A project by Pietro Consolandi in dialogue with students at The Academy of Fine Art: Asmaa Barakat (1MA), David Tobias Bonde Jensen (1BA), Hedda Grevle Ottesen (1MA), Maja Pauline Haugsgjerd (1MA), Espen Iden (1MA) Espen Kvålsvoll (1MA), Valgerdur Yr Magnusdottir, Magnus Myrtveit (1MA), Øyvind Sørfjordmo (2MA), Lesia Vasylchenko (1BA).


59°54'41''N 10°45'28''E (the geographical coordinates of Oslo) is a group show and artistic/curatorial experiment that – drawing inspiration from Lucy Lippard’s Numbers Shows – brings together in a five-months long process 10 artists and students based in the city, an artist run space and a curator, an MA exchange student visiting from Venice. The participants come from Norway, Iceland, Denmark, Ukraine, Egypt and Italy and met in Oslo in August 2017.
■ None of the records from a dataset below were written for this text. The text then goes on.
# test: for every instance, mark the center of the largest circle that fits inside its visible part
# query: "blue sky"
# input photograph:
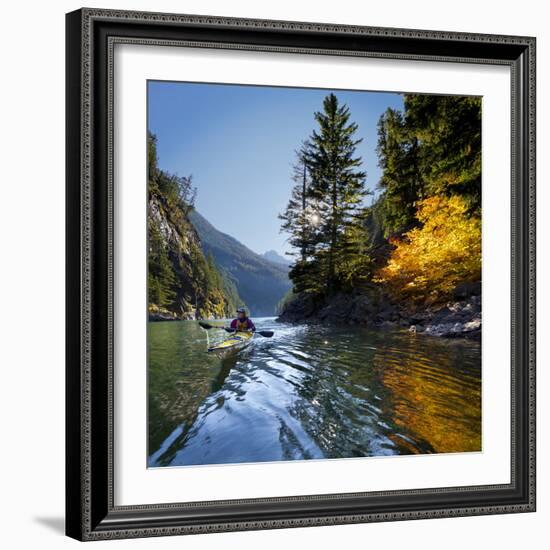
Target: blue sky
(238, 142)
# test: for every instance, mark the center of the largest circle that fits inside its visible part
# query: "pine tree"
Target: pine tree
(161, 278)
(337, 183)
(448, 129)
(301, 221)
(401, 180)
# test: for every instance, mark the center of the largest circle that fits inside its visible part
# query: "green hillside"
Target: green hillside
(260, 282)
(183, 281)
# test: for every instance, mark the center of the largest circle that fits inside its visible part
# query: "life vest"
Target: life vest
(242, 325)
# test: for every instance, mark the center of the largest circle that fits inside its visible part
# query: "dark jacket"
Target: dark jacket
(245, 324)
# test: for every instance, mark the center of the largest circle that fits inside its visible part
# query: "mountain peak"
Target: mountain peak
(275, 257)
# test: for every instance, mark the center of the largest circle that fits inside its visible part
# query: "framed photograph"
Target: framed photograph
(300, 274)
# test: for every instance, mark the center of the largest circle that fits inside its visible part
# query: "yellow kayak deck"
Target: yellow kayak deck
(236, 341)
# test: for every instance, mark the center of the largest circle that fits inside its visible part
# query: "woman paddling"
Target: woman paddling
(242, 323)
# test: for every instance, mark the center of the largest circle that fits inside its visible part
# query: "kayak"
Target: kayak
(235, 342)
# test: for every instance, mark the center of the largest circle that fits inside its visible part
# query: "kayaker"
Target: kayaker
(242, 323)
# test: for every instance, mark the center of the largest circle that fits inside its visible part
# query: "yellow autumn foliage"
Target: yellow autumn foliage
(429, 261)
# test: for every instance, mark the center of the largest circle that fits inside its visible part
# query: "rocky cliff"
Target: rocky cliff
(183, 283)
(458, 317)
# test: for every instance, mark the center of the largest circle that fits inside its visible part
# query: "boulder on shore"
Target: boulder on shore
(458, 318)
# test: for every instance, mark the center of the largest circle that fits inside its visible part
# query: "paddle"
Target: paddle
(264, 333)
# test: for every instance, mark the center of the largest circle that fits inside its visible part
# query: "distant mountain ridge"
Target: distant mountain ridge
(276, 258)
(260, 282)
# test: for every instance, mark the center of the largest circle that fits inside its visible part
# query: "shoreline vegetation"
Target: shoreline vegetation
(410, 259)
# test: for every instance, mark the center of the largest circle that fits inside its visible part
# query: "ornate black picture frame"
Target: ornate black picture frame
(90, 509)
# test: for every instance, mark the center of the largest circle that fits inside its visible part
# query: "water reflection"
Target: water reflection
(310, 392)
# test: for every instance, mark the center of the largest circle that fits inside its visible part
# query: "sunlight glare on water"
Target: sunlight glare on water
(309, 392)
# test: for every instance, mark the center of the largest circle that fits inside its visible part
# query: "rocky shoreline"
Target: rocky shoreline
(457, 318)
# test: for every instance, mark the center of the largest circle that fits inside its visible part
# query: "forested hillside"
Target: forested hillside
(260, 282)
(183, 282)
(419, 240)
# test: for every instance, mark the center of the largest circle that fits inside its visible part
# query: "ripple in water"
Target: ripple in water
(310, 393)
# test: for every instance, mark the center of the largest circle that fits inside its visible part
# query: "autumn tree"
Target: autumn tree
(429, 261)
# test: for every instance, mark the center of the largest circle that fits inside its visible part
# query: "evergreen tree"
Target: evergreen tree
(448, 129)
(301, 221)
(161, 278)
(337, 183)
(401, 181)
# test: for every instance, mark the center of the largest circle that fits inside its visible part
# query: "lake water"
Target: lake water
(309, 392)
Following an intuition borrowed from the historical example of the Numbers Shows, we randomly assigned instructions which we wrote based on the topics discussed over the first month, inspired by other artists’ thought and work. Each artist then started working on a piece that evolves from the dialogue – or the peculiar kind of collaboration – between him/herself and the instruction-giver.
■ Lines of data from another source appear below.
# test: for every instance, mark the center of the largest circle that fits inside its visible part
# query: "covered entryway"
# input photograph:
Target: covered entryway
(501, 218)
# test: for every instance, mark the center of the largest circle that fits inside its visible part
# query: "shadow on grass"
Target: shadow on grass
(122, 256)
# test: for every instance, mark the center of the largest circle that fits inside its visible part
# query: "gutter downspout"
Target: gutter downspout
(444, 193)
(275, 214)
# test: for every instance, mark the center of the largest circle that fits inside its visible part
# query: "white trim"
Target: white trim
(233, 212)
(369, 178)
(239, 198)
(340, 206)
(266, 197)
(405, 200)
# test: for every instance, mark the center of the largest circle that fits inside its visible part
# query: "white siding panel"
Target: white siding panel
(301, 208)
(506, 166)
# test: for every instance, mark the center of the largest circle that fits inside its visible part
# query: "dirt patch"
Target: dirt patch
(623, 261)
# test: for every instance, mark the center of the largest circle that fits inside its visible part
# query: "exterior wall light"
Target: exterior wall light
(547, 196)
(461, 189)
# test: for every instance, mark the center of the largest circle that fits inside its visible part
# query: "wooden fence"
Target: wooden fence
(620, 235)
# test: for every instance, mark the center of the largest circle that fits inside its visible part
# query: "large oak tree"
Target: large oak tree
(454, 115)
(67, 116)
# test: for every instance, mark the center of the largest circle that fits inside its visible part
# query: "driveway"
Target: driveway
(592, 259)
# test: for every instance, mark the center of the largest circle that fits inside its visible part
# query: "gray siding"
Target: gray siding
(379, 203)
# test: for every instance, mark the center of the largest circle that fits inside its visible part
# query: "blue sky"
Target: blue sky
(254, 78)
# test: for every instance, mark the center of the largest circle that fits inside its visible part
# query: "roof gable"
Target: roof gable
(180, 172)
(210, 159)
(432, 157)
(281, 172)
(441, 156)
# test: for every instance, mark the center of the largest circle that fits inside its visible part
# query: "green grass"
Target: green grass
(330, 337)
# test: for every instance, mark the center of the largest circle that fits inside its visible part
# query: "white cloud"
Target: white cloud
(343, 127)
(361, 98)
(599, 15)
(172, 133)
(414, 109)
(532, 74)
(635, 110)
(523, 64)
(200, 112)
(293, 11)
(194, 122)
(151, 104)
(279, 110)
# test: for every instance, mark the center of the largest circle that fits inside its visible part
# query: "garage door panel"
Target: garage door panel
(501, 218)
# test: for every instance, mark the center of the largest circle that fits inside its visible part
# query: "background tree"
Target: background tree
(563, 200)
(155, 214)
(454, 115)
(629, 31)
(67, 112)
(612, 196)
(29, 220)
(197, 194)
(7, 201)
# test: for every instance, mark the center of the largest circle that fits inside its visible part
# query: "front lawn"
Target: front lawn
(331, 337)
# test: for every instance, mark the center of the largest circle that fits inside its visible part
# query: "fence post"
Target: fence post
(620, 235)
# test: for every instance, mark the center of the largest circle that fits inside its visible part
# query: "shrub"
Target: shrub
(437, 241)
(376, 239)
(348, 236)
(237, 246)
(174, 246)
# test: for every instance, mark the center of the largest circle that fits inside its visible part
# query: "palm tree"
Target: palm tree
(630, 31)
Re-doing Lucy Lippard’s show does not mean simply staging a re-enactment of her curatorial project, instead we extract what we feel is the meaningful core of instruction-giving, leaving aside other aspects: what interests us is to see artists and students at the beginning of their career engaging in art-making while giving up the first step of it with an altruistic gesture, in order to receive inspiration from a peer. For the original show, Lippard assembled several artworks following artists’ instructions, helped by volunteers and art students who remember the instruction interpretation as an enriching and inspirational experience, a two-sided collaboration - or a dialogue - with a more mature artist. This unusual kind of collaboration is what we sought to experience with our collective experiment, seeing the possibility of “misinterpretation” or “lost in translation” as an opportunity rather than a risk or an error.

In late December a performative talk in Louise Dany – “Let’s talk about what we don’t know” – marked the halfway of the project. Presenting to the public an insight on the unfinished process, reflecting in front of an audience on something still unclear, uncertain and undefined represented for us an exercise to deepen the understanding of the loss of control implied in our process and create a shared sense of knowledge and experience that will inevitably be embodied in the final result of the exhibition.


59°54'41''N 10°45'28''E does not aim to be the foundation of an artistic collective or simply a students’ thematic group show. It is a shared context developed over months, in which different artists decided to embark in an experiment to explore their own creativity through an unusual form of collaboration. It changed shape constantly, becoming in turn a series of meetings and dinners, a performance and eventually an exhibition, yet retaining its uniqueness.

It is uncomfortable for an artist to be alienated from a crucial step of the creative process: the very beginning, the starting idea that was in this case taken over by the instruction. This was something that each of us felt needed; this uncomfortableness, this lack of control and need to dialogue is precisely the fertile ground in which new ideas can take form.

The exhibition will be on view at Akademirommet and Pakkerommet. We would like to thank Kunstnernes Hus for the collaboration and their support. A catalogue will be launched at the opening of 59°54'41''N 10°45'28''E.